Cooling breezes with open windows, eating foods that don’t need cooking, shaving with a non-electric razor, giving up the use of the hair dryer, are a few of the ways electricity is saved. Electricity is necessary, but as our ancestors knew, it is possible to live abundantly without it. Below is a scenario and comments how to manage our homes and how to cook our food by other means: As we zigzag between then and then, we will find alternative methods of utilization. Understanding this gives us the best of both worlds.
It is certainly possible to cool foods – as well as cook foods – without electricity. After all, refrigerators as we now know them are a relatively new invention. They only became plentiful and in most homes after World War 1. Installment buying made them affordable to people who otherwise would have had to do without them. How then does one cool homes without electricity?

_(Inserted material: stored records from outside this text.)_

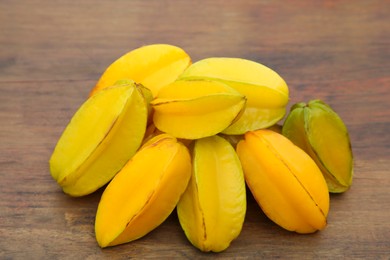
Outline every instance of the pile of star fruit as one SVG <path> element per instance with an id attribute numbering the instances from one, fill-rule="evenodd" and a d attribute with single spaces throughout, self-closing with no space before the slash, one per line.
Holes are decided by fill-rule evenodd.
<path id="1" fill-rule="evenodd" d="M 329 192 L 350 187 L 353 156 L 340 117 L 297 103 L 270 68 L 240 58 L 192 64 L 176 46 L 143 46 L 113 62 L 65 128 L 50 159 L 70 196 L 108 184 L 101 247 L 148 234 L 177 210 L 188 240 L 220 252 L 241 232 L 246 184 L 264 213 L 297 233 L 326 226 Z"/>

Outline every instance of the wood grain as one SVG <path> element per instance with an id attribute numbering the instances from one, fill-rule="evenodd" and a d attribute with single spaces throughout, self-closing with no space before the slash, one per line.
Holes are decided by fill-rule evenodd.
<path id="1" fill-rule="evenodd" d="M 388 1 L 0 2 L 0 258 L 390 257 L 390 5 Z M 100 249 L 94 217 L 101 190 L 64 195 L 48 159 L 104 69 L 150 43 L 194 61 L 261 62 L 290 87 L 289 106 L 314 98 L 344 119 L 355 155 L 352 188 L 331 196 L 328 227 L 282 230 L 249 196 L 241 235 L 220 254 L 186 240 L 173 213 L 135 242 Z"/>

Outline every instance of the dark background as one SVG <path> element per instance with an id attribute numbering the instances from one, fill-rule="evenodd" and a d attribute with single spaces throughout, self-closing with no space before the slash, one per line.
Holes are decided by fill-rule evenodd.
<path id="1" fill-rule="evenodd" d="M 361 258 L 390 254 L 389 1 L 0 2 L 0 258 Z M 320 98 L 345 121 L 351 189 L 331 196 L 311 235 L 269 221 L 253 198 L 241 235 L 220 254 L 186 240 L 175 214 L 142 239 L 100 249 L 101 190 L 70 198 L 51 178 L 53 148 L 101 73 L 146 44 L 192 60 L 251 59 L 276 70 L 290 107 Z M 337 147 L 335 147 L 337 149 Z"/>

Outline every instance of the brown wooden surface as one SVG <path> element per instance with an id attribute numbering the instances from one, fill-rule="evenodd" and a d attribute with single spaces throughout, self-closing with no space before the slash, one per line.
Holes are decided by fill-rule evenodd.
<path id="1" fill-rule="evenodd" d="M 0 1 L 0 259 L 389 259 L 389 6 L 383 0 Z M 192 247 L 175 214 L 138 241 L 98 247 L 101 191 L 66 196 L 48 159 L 103 70 L 151 43 L 180 46 L 194 61 L 261 62 L 285 78 L 290 105 L 321 98 L 340 114 L 355 177 L 347 193 L 331 196 L 325 230 L 287 232 L 249 197 L 241 235 L 220 254 Z"/>

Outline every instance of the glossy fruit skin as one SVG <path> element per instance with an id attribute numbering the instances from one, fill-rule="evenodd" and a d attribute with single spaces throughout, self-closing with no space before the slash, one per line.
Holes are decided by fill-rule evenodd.
<path id="1" fill-rule="evenodd" d="M 352 185 L 353 153 L 347 127 L 325 102 L 312 100 L 291 107 L 283 135 L 306 151 L 321 169 L 332 193 Z"/>
<path id="2" fill-rule="evenodd" d="M 195 141 L 192 177 L 177 205 L 181 227 L 199 250 L 220 252 L 238 237 L 246 213 L 240 161 L 219 136 Z"/>
<path id="3" fill-rule="evenodd" d="M 246 183 L 264 213 L 297 233 L 326 226 L 329 192 L 315 162 L 281 134 L 257 130 L 237 145 Z"/>
<path id="4" fill-rule="evenodd" d="M 176 81 L 152 102 L 155 126 L 177 138 L 200 139 L 229 127 L 244 111 L 246 98 L 210 80 Z"/>
<path id="5" fill-rule="evenodd" d="M 139 239 L 175 209 L 191 177 L 188 149 L 161 134 L 147 141 L 102 194 L 95 220 L 101 247 Z"/>
<path id="6" fill-rule="evenodd" d="M 143 87 L 129 83 L 91 96 L 78 109 L 50 158 L 52 177 L 71 196 L 107 184 L 142 143 L 149 108 Z"/>
<path id="7" fill-rule="evenodd" d="M 242 116 L 223 133 L 240 135 L 274 125 L 286 113 L 289 90 L 272 69 L 246 59 L 213 57 L 188 67 L 178 80 L 208 79 L 223 82 L 247 98 Z"/>
<path id="8" fill-rule="evenodd" d="M 134 49 L 107 67 L 90 95 L 113 86 L 118 80 L 133 80 L 156 96 L 161 87 L 172 83 L 191 64 L 181 48 L 170 44 L 152 44 Z"/>

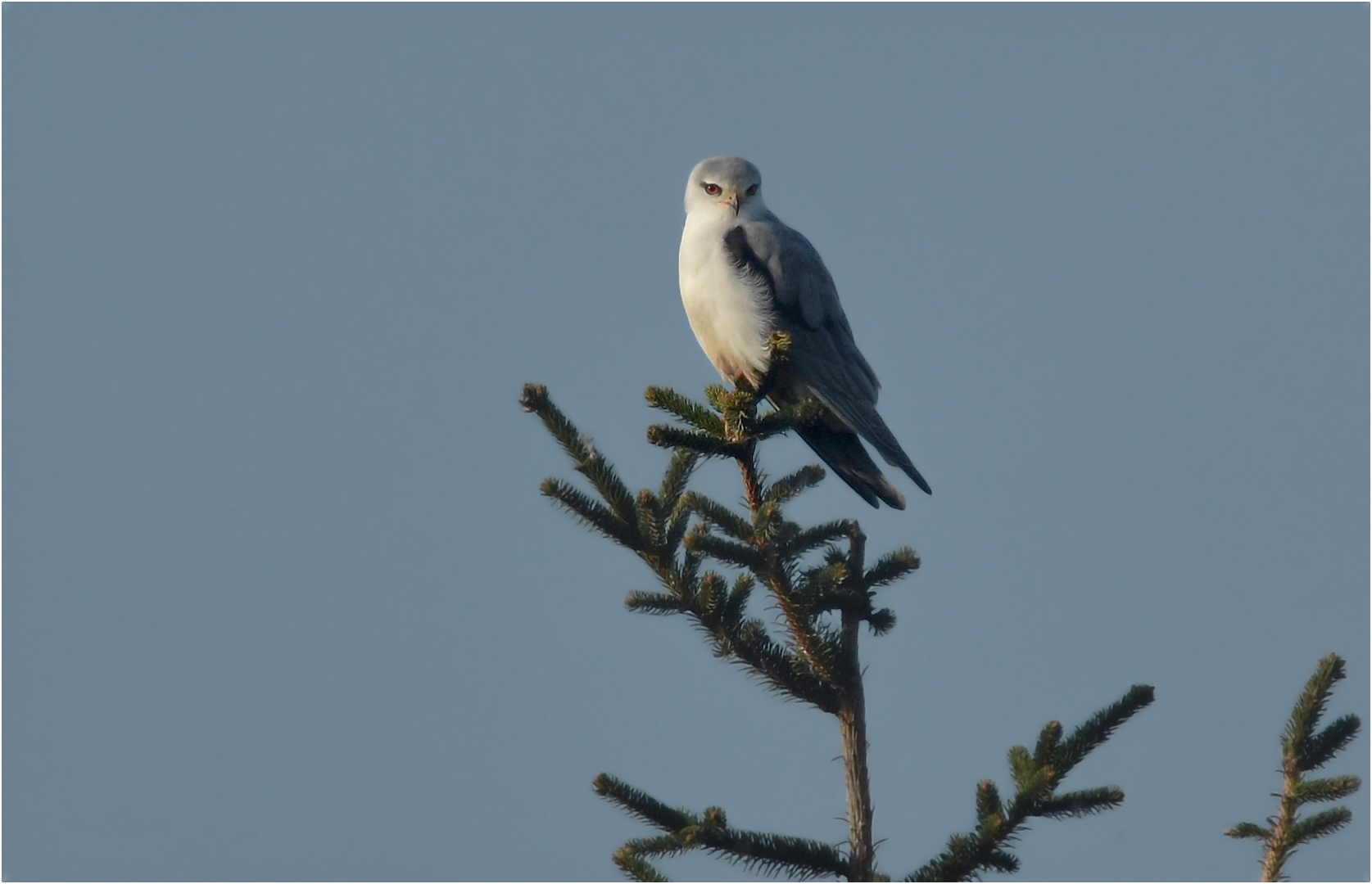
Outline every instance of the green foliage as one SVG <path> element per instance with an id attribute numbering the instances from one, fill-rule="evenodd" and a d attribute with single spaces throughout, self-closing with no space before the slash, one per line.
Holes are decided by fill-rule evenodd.
<path id="1" fill-rule="evenodd" d="M 1291 717 L 1281 732 L 1281 794 L 1276 815 L 1268 817 L 1266 826 L 1255 822 L 1240 822 L 1225 835 L 1235 839 L 1253 839 L 1265 844 L 1262 859 L 1262 880 L 1284 880 L 1283 869 L 1295 854 L 1297 847 L 1314 839 L 1334 835 L 1353 821 L 1347 807 L 1331 807 L 1301 817 L 1299 809 L 1318 802 L 1334 802 L 1361 788 L 1362 781 L 1350 774 L 1308 780 L 1303 774 L 1328 763 L 1353 737 L 1358 735 L 1362 722 L 1357 715 L 1335 718 L 1324 730 L 1316 732 L 1324 717 L 1334 683 L 1345 677 L 1343 658 L 1329 654 L 1320 659 L 1314 674 L 1306 681 L 1305 689 L 1297 698 Z"/>
<path id="2" fill-rule="evenodd" d="M 770 341 L 772 371 L 785 370 L 789 340 Z M 866 567 L 866 537 L 858 522 L 834 519 L 801 526 L 785 506 L 818 485 L 825 470 L 805 466 L 767 481 L 756 459 L 757 444 L 818 419 L 814 402 L 766 411 L 757 406 L 767 389 L 741 385 L 707 389 L 707 403 L 652 386 L 648 403 L 678 423 L 659 423 L 648 440 L 672 451 L 657 491 L 637 495 L 595 450 L 589 437 L 553 404 L 547 391 L 527 385 L 520 399 L 590 482 L 598 499 L 560 478 L 542 491 L 583 525 L 641 558 L 660 584 L 656 591 L 628 593 L 628 610 L 683 615 L 707 639 L 716 656 L 741 666 L 768 691 L 801 700 L 838 720 L 848 784 L 849 837 L 841 847 L 822 842 L 730 828 L 718 807 L 694 813 L 671 807 L 609 774 L 595 778 L 595 792 L 626 813 L 660 829 L 634 839 L 615 852 L 615 865 L 631 880 L 665 880 L 653 861 L 689 850 L 705 850 L 755 872 L 792 880 L 841 877 L 889 880 L 875 865 L 871 799 L 867 783 L 867 739 L 862 665 L 858 655 L 863 622 L 885 635 L 896 622 L 890 609 L 874 607 L 877 589 L 919 567 L 914 550 L 903 547 Z M 727 458 L 740 469 L 746 510 L 738 510 L 687 489 L 705 458 Z M 775 622 L 748 614 L 761 589 L 777 611 Z M 1062 740 L 1056 722 L 1044 728 L 1033 755 L 1024 747 L 1010 752 L 1017 792 L 1004 805 L 995 784 L 977 787 L 977 831 L 949 839 L 948 851 L 919 873 L 919 880 L 959 880 L 981 870 L 1014 872 L 1018 859 L 1006 850 L 1028 817 L 1076 817 L 1118 805 L 1114 788 L 1056 794 L 1058 784 L 1091 750 L 1129 715 L 1152 700 L 1151 688 L 1135 688 Z"/>
<path id="3" fill-rule="evenodd" d="M 1008 805 L 1000 799 L 996 784 L 977 784 L 977 828 L 954 835 L 948 847 L 907 881 L 966 881 L 982 872 L 1015 872 L 1019 861 L 1008 851 L 1030 817 L 1062 820 L 1100 813 L 1124 802 L 1117 787 L 1098 787 L 1076 792 L 1058 792 L 1058 787 L 1089 752 L 1110 739 L 1115 728 L 1152 703 L 1152 688 L 1135 685 L 1115 703 L 1100 710 L 1062 739 L 1062 725 L 1050 721 L 1039 733 L 1030 754 L 1024 746 L 1008 752 L 1010 778 L 1015 795 Z"/>

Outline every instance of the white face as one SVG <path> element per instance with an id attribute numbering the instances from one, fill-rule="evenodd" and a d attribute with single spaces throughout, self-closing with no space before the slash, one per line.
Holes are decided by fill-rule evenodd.
<path id="1" fill-rule="evenodd" d="M 715 156 L 691 170 L 686 181 L 686 214 L 709 210 L 738 215 L 761 208 L 763 177 L 738 156 Z"/>

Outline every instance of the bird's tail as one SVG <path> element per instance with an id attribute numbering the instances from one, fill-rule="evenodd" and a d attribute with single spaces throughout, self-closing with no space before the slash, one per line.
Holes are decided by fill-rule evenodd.
<path id="1" fill-rule="evenodd" d="M 882 500 L 886 506 L 904 510 L 906 498 L 895 485 L 881 474 L 877 463 L 863 448 L 862 440 L 858 433 L 848 429 L 833 429 L 823 423 L 807 423 L 805 426 L 796 428 L 796 433 L 805 440 L 805 444 L 815 450 L 815 454 L 829 465 L 838 478 L 848 482 L 848 485 L 856 491 L 863 500 L 874 507 L 879 507 L 877 503 Z M 900 465 L 895 465 L 900 466 Z M 901 467 L 904 469 L 904 467 Z M 911 470 L 915 467 L 911 466 Z M 908 471 L 908 470 L 907 470 Z M 927 489 L 923 477 L 919 473 L 914 473 L 911 478 L 921 488 Z"/>

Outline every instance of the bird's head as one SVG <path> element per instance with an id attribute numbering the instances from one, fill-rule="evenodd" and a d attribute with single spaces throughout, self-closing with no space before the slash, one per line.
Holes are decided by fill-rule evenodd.
<path id="1" fill-rule="evenodd" d="M 707 210 L 731 217 L 760 212 L 763 175 L 741 156 L 715 156 L 691 170 L 686 181 L 686 214 Z"/>

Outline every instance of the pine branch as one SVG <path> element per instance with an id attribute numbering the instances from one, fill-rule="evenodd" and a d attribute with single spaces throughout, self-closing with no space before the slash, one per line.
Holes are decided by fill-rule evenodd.
<path id="1" fill-rule="evenodd" d="M 772 371 L 783 370 L 789 339 L 774 336 L 768 347 Z M 718 656 L 744 666 L 767 689 L 840 720 L 849 789 L 847 855 L 818 842 L 733 831 L 723 822 L 722 811 L 694 817 L 602 777 L 597 788 L 609 800 L 665 831 L 630 842 L 615 855 L 616 865 L 637 880 L 661 880 L 649 859 L 694 847 L 719 852 L 745 868 L 797 879 L 877 876 L 858 626 L 868 622 L 877 635 L 890 629 L 895 614 L 888 609 L 873 610 L 873 589 L 914 570 L 918 559 L 901 550 L 864 572 L 864 537 L 856 522 L 838 519 L 801 528 L 786 519 L 785 504 L 822 481 L 825 470 L 807 466 L 768 482 L 756 459 L 757 443 L 818 419 L 823 408 L 815 402 L 801 402 L 759 415 L 757 404 L 770 378 L 761 378 L 756 388 L 748 384 L 734 391 L 709 388 L 708 404 L 667 388 L 650 388 L 649 403 L 672 414 L 681 425 L 649 428 L 649 441 L 674 454 L 657 492 L 642 491 L 637 498 L 590 439 L 552 404 L 546 389 L 528 385 L 521 399 L 525 408 L 539 414 L 601 500 L 561 480 L 545 482 L 545 493 L 587 526 L 637 552 L 665 589 L 634 591 L 626 599 L 627 607 L 650 614 L 686 614 L 708 636 Z M 694 467 L 705 456 L 735 461 L 744 480 L 746 515 L 687 491 Z M 691 515 L 701 519 L 694 530 L 689 528 Z M 844 537 L 849 541 L 847 555 L 831 545 Z M 825 563 L 805 566 L 803 556 L 825 547 L 830 547 Z M 722 574 L 700 573 L 705 556 L 740 572 L 731 585 Z M 757 587 L 767 591 L 781 611 L 781 640 L 760 619 L 746 615 Z M 841 629 L 822 619 L 829 611 L 841 613 Z M 992 854 L 988 862 L 1014 861 Z"/>
<path id="2" fill-rule="evenodd" d="M 624 519 L 587 498 L 580 489 L 560 478 L 545 478 L 542 492 L 543 496 L 552 498 L 554 503 L 575 515 L 582 525 L 598 530 L 622 547 L 630 550 L 638 547 L 637 524 L 626 524 Z"/>
<path id="3" fill-rule="evenodd" d="M 705 495 L 694 492 L 686 495 L 686 500 L 696 515 L 705 519 L 734 540 L 741 540 L 744 543 L 753 540 L 752 524 L 724 504 L 716 503 Z"/>
<path id="4" fill-rule="evenodd" d="M 919 569 L 919 555 L 910 547 L 892 550 L 877 559 L 877 563 L 863 576 L 863 585 L 868 589 L 892 584 L 906 574 Z"/>
<path id="5" fill-rule="evenodd" d="M 700 430 L 683 430 L 668 423 L 654 423 L 648 428 L 648 441 L 659 448 L 678 448 L 693 454 L 712 458 L 716 455 L 731 455 L 735 445 L 723 439 L 702 433 Z"/>
<path id="6" fill-rule="evenodd" d="M 682 396 L 670 386 L 649 386 L 643 395 L 649 406 L 668 411 L 709 436 L 723 437 L 724 422 L 719 414 L 698 402 Z"/>
<path id="7" fill-rule="evenodd" d="M 1096 748 L 1129 717 L 1152 702 L 1152 688 L 1135 685 L 1062 741 L 1062 725 L 1050 721 L 1039 733 L 1033 754 L 1022 746 L 1008 752 L 1015 795 L 1006 805 L 995 783 L 977 785 L 977 828 L 954 835 L 940 855 L 914 872 L 907 881 L 967 881 L 982 872 L 1015 872 L 1019 861 L 1007 850 L 1030 817 L 1061 820 L 1100 813 L 1124 802 L 1115 787 L 1080 789 L 1056 795 L 1056 788 L 1091 750 Z"/>
<path id="8" fill-rule="evenodd" d="M 609 774 L 600 774 L 595 794 L 667 835 L 634 839 L 615 854 L 615 865 L 634 880 L 665 880 L 643 859 L 705 850 L 731 863 L 764 874 L 809 880 L 844 874 L 847 858 L 833 846 L 804 837 L 731 829 L 724 811 L 708 807 L 702 814 L 668 807 Z M 648 877 L 652 876 L 652 877 Z"/>
<path id="9" fill-rule="evenodd" d="M 825 478 L 825 469 L 809 463 L 789 476 L 782 476 L 767 487 L 763 499 L 768 503 L 790 503 L 803 491 L 814 488 Z"/>
<path id="10" fill-rule="evenodd" d="M 1324 717 L 1334 684 L 1346 674 L 1343 658 L 1329 654 L 1320 659 L 1314 674 L 1305 683 L 1291 717 L 1281 732 L 1281 795 L 1268 826 L 1240 822 L 1225 835 L 1235 839 L 1264 842 L 1262 880 L 1284 880 L 1283 869 L 1297 847 L 1334 835 L 1353 820 L 1347 807 L 1331 807 L 1308 817 L 1299 809 L 1316 802 L 1332 802 L 1353 795 L 1362 781 L 1351 774 L 1306 780 L 1302 774 L 1323 768 L 1358 735 L 1362 722 L 1357 715 L 1342 715 L 1316 733 Z"/>

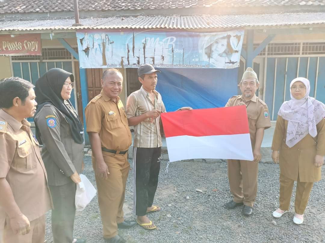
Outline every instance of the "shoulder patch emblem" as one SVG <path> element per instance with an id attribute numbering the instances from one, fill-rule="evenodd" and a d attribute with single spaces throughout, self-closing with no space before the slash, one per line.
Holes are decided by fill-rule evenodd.
<path id="1" fill-rule="evenodd" d="M 47 126 L 49 127 L 53 128 L 57 126 L 57 119 L 54 118 L 49 117 L 46 120 Z"/>
<path id="2" fill-rule="evenodd" d="M 101 95 L 99 94 L 98 95 L 96 96 L 94 98 L 93 98 L 91 100 L 91 101 L 90 102 L 91 102 L 91 103 L 94 103 L 95 102 L 96 102 L 96 101 L 97 101 L 97 100 L 98 100 L 98 99 L 99 99 L 99 98 L 101 97 Z"/>
<path id="3" fill-rule="evenodd" d="M 263 105 L 264 105 L 265 106 L 266 105 L 266 103 L 265 102 L 264 102 L 264 101 L 263 101 L 262 100 L 261 100 L 258 97 L 257 97 L 257 99 L 258 99 L 258 100 L 260 101 L 260 102 L 262 103 Z"/>
<path id="4" fill-rule="evenodd" d="M 6 133 L 7 132 L 7 122 L 0 121 L 0 133 Z"/>
<path id="5" fill-rule="evenodd" d="M 267 111 L 265 110 L 264 111 L 264 117 L 265 118 L 267 118 L 268 117 L 268 112 Z"/>
<path id="6" fill-rule="evenodd" d="M 46 116 L 45 117 L 46 118 L 48 118 L 49 117 L 52 117 L 53 118 L 55 118 L 55 116 L 54 116 L 53 115 L 49 115 L 48 116 Z"/>

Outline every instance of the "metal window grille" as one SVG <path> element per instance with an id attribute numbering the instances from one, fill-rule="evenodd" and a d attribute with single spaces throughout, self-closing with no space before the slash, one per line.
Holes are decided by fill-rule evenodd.
<path id="1" fill-rule="evenodd" d="M 325 42 L 303 42 L 303 55 L 325 54 Z"/>
<path id="2" fill-rule="evenodd" d="M 301 43 L 270 43 L 267 47 L 268 56 L 297 55 L 300 54 Z"/>
<path id="3" fill-rule="evenodd" d="M 73 49 L 78 52 L 78 48 Z M 43 48 L 42 49 L 42 56 L 15 56 L 12 57 L 12 60 L 13 61 L 71 60 L 72 58 L 73 58 L 72 55 L 65 48 Z"/>

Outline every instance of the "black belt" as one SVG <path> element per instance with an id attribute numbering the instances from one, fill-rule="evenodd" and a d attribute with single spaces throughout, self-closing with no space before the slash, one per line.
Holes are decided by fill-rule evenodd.
<path id="1" fill-rule="evenodd" d="M 103 151 L 105 151 L 105 152 L 111 153 L 112 154 L 116 154 L 118 155 L 125 155 L 128 151 L 128 150 L 125 150 L 125 151 L 113 150 L 112 149 L 108 149 L 106 148 L 104 148 L 102 147 L 102 150 L 103 150 Z"/>

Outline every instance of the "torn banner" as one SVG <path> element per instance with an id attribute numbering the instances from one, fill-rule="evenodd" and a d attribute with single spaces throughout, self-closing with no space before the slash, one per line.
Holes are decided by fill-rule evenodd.
<path id="1" fill-rule="evenodd" d="M 233 68 L 239 66 L 244 31 L 96 29 L 76 35 L 81 68 Z"/>
<path id="2" fill-rule="evenodd" d="M 245 106 L 161 114 L 169 161 L 254 159 Z"/>

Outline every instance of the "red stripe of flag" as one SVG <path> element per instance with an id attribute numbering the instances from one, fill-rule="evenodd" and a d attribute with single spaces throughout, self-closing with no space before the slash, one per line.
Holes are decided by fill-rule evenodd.
<path id="1" fill-rule="evenodd" d="M 162 113 L 161 116 L 166 137 L 249 133 L 244 106 L 182 110 Z"/>

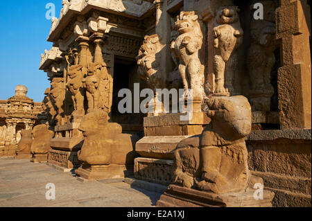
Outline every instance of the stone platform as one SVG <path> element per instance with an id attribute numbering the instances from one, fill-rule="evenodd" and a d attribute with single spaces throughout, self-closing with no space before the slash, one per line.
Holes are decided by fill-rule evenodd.
<path id="1" fill-rule="evenodd" d="M 263 199 L 255 200 L 254 191 L 217 195 L 170 185 L 157 202 L 159 207 L 272 207 L 274 193 L 263 191 Z"/>
<path id="2" fill-rule="evenodd" d="M 83 184 L 76 175 L 29 159 L 0 159 L 0 207 L 150 207 L 160 194 L 131 188 L 123 179 Z M 46 199 L 54 184 L 55 200 Z"/>
<path id="3" fill-rule="evenodd" d="M 30 153 L 24 153 L 20 152 L 18 154 L 17 154 L 15 157 L 14 157 L 16 159 L 31 159 L 33 157 L 33 155 Z"/>
<path id="4" fill-rule="evenodd" d="M 110 164 L 108 166 L 82 165 L 75 170 L 79 177 L 89 180 L 124 178 L 133 176 L 133 166 Z"/>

For the purpose of this topic let’s pretend we are living in a rural farm house and have only enough money for the basic necessities such as food, gasoline for the car and lots of ingenuity. The process of paying for the necessary wiring needed to bring electricity to our farmhouse exceeds our ability to pay. How do we cope?
We take advantage of every conceivable means of cooling our home. The screens have been patched and are useful for another season at least, therefore opening our windows in the early summer mornings to let in cool air and closing them and the well worn draperies to keep out the afternoon sun is something we never forget to do.
A large oat tree that blocked the breeze from a nearby lake has been cut down and it allows for more fresh air to make its way into our old house. Shade trees that keep the front porch cool are left standing. Since we do not have electricity we cannot make use of window fans but we make use of whatever piece of cardboard that is handy, when in the afternoon we have become overheated we use as a hand held fan.
We are old enough to remember when our mothers did this to us when we were down with the measles or mumps, or chicken pox in hot weather. We also are old enough to remember that our beds were moved to the breeziest window to help keep us cool.
The pool near our old house is fed by a continuous mountain stream and it flows into a creek nearby. It is perfect for taking afternoon dips but does little to cool our house. At one time, possibly over a hundred years ago, the force of the mountain stream was used by one clever entrepreneur to produce enough energy to run a small community grist mill. We are looking into the possibility of converting this wasted energy into a wind mill that will allow us at least a window fan or two. At this stage all we do is talk about it.
We have a cellar that opens from the outside to directly under our living room and was used by the former owners, an old couple, to store potatoes, squash, canned goods. It is delightfully cool down there and we have plans on opening a trap door on an out of the way place in our living room floor to allow the cold air from down there to move upward. But would this work?
Heat flows upward, but cool air would need some kind of push behind it, and this is not available. Yet possibly a better use would be to redo the area as a summer living room. Yet the darkness of the area is prohibitive now. It definitely needs electricity to be used for this purpose. In the meantime, kerosene lamps may be making a comeback at our house.
Overall, what else can we do to keep our house cool? If we were able, we would build an extension into the sloping hillside and connect this room to our existing house. The temperature there would never get beyond the fifties. And the cold air floating in from this cold room would definitely help keep our kitchen cool. These are long range plans. What we are doing now is insulating our house and this is helping keep the cool air in as wells as keeping the hot air out.